Apart from this, three agreements were recently concluded for civil nuclear cooperation. The first deal is intended for mutual cooperation for peaceful use of nuclear energy between the two countries. The second one was signed by the Bangladesh Atomic Energy Commission and the Global Centre for Nuclear Energy Partnership, under India’s Department of Atomic Energy, for cooperation for nuclear power projects in Bangladesh. The third was between the atomic energy regulators of both countries for exchanging technical information and support the regulation of nuclear safety and radiation protection. Currently, Bangladesh is setting up its first nuclear power project, of 2,400 MW capacity, at Rooppur, which will be built with Russian reactors. Reportedly, Bangladesh wants to gain experience from the Kudankulam nuclear power plant in Tamil Nadu, which has been built with Russian support.


Issues and concerns

While there are a number of opportunities in the Bangladesh market, potential Indian investors would also have to factor in some risks. One of these is competition from the existing players. “The country already has some financially sound and technically competent private and publicly listed conglomerates with a presence in the power sector, which can provide significant competition to Indian investors,” notes Daruka.

He adds that existing Japanese and Chinese players in the country also pose stiff competition to Indian entrants and that many strategic procurement decisions are guided by bilateral funding sources, preferring suppliers and contractors from the country where financing originates. Besides these issues, the country as a whole has a weak business environment – with a rank of 176 out of 190 economies in the Doing Business 2017 survey – a fragile political environment, high terrorism risk and a difficult geopolitical outlook.
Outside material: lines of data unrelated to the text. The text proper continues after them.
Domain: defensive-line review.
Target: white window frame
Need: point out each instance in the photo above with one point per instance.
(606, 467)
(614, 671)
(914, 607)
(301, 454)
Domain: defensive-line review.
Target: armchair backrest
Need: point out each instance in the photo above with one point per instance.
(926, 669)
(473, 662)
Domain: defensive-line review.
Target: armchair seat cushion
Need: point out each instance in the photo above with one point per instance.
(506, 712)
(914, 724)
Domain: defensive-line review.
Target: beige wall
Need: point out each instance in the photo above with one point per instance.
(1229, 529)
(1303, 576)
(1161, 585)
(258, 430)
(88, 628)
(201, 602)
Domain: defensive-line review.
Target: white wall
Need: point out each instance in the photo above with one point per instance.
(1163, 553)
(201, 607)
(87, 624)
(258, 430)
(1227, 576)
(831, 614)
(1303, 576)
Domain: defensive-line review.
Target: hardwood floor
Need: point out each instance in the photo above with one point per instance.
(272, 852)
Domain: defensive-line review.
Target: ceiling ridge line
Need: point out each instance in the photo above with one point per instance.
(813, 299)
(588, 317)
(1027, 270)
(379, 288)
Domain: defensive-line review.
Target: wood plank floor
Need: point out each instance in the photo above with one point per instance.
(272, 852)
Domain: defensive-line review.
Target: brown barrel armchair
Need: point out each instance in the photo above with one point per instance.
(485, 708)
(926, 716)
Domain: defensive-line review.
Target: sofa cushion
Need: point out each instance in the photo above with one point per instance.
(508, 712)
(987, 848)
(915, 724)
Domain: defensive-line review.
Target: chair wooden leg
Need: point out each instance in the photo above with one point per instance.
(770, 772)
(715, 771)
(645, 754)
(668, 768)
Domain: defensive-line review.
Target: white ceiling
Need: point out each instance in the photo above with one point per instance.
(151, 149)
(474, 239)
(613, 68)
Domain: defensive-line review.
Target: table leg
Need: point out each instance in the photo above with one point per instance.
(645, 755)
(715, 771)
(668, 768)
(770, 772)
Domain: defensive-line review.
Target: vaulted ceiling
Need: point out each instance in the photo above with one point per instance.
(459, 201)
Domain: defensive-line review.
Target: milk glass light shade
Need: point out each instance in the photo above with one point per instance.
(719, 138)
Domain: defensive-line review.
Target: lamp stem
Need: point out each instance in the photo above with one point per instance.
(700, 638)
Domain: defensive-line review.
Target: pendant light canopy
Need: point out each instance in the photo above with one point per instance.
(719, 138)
That said, enhancing private and foreign investment will be pivotal to putting Bangladesh’s fledgling power sector on track. Greater bilateral engagement between both governments, revision in electricity tariffs and the introduction of payment security mechanisms backed by the governments are some steps that experts feel could lend greater investor confidence. For Indian players, this is an exciting market in which they have an edge over other overseas investment destinations. As Pandit concludes, “Indian investors are uniquely placed and understand the socio-cultural, political and external environmental factors that play a major role in project execution.”